The researchers found that two parts of the brain that are central to forming and retrieving memories — the hippocampus and the anterior cingulate cortex — were over-connected, or hypersynchronized. When it came time to remember the correct information and complete a task, these two parts of the brain – which are affected early in Alzheimer’s progression – were over-communicating with each other, sparking errors.
“We know synchrony is important for different parts of the brain to work together. But, we’re finding more and more these days, that the key with neural synchrony is it has to happen at the right time, and it has to happen with control,” Hyman said. “Sometimes, there’s just too much ‘talking’ between certain areas and we think this leads to memory difficulties, among other things.”
Hyman compares the situation to a CEO who hands over a majority of the company’s business operations to their son, who then decides to upend previous communication structures and become the sole gatekeeper of information.
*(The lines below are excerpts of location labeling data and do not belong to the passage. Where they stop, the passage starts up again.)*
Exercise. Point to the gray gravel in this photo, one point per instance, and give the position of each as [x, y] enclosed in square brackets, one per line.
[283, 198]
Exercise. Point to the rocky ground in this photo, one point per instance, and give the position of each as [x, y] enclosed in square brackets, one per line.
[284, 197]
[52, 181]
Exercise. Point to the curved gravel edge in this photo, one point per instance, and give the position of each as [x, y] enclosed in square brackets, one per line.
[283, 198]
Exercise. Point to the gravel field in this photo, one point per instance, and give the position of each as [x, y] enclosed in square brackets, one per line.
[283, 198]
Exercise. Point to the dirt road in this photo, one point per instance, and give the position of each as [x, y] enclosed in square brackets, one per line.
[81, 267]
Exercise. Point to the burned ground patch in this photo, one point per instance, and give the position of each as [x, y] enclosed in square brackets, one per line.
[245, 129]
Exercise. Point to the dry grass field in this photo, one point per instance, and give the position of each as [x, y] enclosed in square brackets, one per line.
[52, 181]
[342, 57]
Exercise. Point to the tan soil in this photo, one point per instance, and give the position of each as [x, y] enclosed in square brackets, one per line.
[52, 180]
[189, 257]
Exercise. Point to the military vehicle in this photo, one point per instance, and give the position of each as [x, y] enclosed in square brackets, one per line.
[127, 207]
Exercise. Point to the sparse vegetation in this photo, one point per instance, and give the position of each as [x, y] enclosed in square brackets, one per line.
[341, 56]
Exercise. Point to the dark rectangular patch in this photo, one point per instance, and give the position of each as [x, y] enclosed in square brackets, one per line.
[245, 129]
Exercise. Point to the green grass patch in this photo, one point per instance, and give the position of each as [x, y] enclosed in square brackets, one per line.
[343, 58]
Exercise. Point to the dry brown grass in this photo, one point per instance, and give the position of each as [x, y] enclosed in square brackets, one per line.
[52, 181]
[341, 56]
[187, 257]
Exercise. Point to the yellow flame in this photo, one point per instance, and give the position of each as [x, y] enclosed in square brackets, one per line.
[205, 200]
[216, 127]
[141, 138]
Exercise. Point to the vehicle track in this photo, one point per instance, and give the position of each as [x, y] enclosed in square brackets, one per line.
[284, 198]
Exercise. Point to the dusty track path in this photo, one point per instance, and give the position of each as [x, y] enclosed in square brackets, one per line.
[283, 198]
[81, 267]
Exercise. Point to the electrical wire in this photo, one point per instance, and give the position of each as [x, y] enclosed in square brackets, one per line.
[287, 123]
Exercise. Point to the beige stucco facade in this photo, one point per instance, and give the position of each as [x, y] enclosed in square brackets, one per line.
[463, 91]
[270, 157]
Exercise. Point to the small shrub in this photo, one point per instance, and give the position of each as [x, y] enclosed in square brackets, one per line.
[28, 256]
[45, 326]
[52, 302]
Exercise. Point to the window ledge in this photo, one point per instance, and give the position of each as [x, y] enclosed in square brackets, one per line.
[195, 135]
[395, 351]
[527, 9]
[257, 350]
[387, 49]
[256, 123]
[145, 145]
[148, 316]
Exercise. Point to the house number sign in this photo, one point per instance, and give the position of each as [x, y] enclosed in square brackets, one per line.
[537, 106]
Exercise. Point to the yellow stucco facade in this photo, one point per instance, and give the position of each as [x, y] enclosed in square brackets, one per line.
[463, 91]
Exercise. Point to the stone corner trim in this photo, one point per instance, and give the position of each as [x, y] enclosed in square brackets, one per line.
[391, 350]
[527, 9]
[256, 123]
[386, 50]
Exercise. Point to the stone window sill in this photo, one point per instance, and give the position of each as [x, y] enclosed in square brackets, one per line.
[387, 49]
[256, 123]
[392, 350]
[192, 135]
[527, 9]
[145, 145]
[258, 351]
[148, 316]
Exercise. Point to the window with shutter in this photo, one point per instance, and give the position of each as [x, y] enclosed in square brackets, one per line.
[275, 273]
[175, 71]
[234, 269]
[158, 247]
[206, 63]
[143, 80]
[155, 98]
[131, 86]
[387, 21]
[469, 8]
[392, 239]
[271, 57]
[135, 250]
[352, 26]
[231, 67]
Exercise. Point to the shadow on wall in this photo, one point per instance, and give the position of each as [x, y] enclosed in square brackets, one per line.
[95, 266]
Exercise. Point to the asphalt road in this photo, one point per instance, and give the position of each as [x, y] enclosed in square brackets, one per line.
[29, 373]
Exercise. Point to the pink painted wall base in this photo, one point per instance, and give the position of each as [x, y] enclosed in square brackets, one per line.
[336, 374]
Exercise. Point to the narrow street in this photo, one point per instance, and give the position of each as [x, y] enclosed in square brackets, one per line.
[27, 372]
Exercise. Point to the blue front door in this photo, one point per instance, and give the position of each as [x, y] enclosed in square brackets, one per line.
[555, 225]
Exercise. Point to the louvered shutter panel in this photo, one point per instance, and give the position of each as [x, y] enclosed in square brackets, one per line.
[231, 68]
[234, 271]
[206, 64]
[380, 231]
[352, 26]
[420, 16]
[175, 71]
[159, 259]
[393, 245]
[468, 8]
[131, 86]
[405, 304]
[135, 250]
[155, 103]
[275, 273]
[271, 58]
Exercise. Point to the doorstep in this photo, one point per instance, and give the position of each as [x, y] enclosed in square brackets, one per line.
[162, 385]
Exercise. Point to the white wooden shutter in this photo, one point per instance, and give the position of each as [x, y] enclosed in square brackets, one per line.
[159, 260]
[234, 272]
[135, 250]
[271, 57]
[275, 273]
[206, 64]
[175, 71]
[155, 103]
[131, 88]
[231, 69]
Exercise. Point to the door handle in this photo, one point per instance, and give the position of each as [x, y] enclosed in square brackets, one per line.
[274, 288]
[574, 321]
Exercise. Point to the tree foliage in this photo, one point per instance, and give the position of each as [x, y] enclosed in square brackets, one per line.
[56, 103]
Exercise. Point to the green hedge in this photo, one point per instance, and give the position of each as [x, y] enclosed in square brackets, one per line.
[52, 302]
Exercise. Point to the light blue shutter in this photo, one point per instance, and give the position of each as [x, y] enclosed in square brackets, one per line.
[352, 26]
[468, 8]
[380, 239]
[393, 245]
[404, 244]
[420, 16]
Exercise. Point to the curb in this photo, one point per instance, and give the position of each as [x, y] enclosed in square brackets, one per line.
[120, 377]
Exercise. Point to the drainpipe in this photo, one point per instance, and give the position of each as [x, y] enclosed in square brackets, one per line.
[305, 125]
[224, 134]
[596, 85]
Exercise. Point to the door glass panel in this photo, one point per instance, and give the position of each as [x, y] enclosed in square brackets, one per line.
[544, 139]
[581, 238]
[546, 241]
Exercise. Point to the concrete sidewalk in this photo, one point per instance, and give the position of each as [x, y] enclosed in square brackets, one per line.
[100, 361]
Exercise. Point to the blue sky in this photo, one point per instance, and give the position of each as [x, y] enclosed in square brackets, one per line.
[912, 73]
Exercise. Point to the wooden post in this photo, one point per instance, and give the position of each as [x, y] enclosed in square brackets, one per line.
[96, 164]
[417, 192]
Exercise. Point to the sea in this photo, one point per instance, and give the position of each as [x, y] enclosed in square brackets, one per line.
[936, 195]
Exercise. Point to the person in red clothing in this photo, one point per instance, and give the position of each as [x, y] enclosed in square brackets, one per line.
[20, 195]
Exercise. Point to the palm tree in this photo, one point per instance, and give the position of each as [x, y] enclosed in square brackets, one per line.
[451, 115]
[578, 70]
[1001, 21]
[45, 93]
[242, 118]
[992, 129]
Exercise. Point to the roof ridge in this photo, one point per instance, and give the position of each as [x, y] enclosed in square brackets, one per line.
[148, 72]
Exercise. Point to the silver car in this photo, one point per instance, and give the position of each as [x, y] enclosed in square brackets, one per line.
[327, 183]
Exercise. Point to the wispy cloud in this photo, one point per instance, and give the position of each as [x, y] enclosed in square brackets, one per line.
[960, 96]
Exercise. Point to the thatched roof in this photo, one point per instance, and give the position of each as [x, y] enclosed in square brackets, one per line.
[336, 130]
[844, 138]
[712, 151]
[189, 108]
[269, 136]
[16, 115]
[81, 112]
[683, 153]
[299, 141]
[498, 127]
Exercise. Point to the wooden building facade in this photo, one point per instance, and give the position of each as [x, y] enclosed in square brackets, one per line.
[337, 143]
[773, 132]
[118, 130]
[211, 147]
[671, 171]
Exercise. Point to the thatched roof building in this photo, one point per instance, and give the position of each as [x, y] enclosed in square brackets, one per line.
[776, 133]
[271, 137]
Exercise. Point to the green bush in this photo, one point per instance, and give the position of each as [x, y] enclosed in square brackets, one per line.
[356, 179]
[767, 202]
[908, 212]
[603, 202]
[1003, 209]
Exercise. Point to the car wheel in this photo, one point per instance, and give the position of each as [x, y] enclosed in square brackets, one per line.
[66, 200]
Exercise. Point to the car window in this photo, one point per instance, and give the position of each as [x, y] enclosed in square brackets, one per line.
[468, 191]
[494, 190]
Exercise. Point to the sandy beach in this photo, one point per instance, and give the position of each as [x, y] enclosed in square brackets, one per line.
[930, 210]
“The only communication the CEO has is with one person, as opposed to talking with all of the other people in the office,” Hyman said. “It is possible that in Alzheimer’s patients there’s over-connection in certain areas where there should be flexibility. And in the models in our study, we’re seeing evidence of that in real-time at these crucial moments to do the task.”
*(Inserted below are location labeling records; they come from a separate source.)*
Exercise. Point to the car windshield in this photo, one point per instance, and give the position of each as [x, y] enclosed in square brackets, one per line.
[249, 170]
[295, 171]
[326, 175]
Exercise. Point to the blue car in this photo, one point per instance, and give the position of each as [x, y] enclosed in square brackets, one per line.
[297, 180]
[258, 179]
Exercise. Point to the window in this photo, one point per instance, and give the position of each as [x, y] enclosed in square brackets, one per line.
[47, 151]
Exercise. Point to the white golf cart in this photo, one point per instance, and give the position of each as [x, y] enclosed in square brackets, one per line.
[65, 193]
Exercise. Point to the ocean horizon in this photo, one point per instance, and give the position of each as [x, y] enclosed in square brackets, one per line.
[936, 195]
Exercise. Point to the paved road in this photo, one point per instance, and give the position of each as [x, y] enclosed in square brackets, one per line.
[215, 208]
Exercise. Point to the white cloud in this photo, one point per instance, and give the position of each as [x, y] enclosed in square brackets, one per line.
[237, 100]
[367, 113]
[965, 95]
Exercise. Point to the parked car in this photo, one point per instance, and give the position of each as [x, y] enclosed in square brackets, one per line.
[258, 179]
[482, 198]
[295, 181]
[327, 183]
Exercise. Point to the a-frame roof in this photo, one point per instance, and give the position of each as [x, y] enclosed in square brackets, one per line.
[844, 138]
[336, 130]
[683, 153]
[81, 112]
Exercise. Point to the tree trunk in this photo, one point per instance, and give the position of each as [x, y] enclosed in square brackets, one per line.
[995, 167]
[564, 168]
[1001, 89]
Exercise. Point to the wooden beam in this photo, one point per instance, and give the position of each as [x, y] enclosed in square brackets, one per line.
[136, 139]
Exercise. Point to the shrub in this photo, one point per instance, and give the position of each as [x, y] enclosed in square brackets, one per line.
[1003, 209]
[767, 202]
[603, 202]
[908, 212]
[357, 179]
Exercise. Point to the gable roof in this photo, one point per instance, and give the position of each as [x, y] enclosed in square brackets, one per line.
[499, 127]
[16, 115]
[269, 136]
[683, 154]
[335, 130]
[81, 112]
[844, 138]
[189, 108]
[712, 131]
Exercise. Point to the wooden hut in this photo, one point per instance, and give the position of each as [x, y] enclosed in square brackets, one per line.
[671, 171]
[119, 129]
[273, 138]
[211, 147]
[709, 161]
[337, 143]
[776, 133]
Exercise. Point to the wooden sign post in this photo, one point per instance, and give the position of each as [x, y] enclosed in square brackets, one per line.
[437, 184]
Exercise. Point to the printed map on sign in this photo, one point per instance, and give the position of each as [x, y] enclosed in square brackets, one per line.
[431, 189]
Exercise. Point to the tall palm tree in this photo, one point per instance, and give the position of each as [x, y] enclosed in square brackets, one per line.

This most recent finding not only provides novel information about brain activity in the hyperglycemia model, it also provides an additional important measure that can be used for continuing research.
“Our next step is to combine the biochemical markers and electrophysiology data to test specific mechanisms responsible and potential treatments,” said Kinney. “This research will now be able to work towards understanding the risk as well as what may be able to be done to help.”
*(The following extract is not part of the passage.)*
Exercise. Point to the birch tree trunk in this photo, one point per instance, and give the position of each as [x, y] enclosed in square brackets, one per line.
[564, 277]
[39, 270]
About this neurology research news
Author: Natalie Bruzda Source: UNLV Contact: Natalie Bruzda – UNLV Image: The image is in the public domain
Altered theta rhythm and hippocampal-cortical interactions underlie working memory deficits in a hyperglycemia risk factor model of Alzheimer’s disease
Diabetes mellitus is a metabolic disease associated with dysregulated glucose and insulin levels and an increased risk of developing Alzheimer’s disease (AD) later in life. It is thought that chronic hyperglycemia leads to neuroinflammation and tau hyperphosphorylation in the hippocampus leading to cognitive decline, but effects on hippocampal network activity are unknown.
A sustained hyperglycemic state was induced in otherwise healthy animals and subjects were then tested on a spatial delayed alternation task while recording from the hippocampus and anterior cingulate cortex (ACC). Hyperglycemic animals performed worse on long delay trials and had multiple electrophysiological differences throughout the task.
We found increased delta power and decreased theta power in the hippocampus, which led to altered theta/delta ratios at the end of the delay period. Cross frequency coupling was significantly higher in multiple bands and delay period hippocampus-ACC theta coherence was elevated, revealing hypersynchrony. The highest coherence values appeared long delays on error trials for STZ animals, the opposite of what was observed in controls, where lower delay period coherence was associated with errors.
Consistent with previous investigations, we found increases in phosphorylated tau in STZ animals’ hippocampus and cortex, which might account for the observed oscillatory and cognitive changes.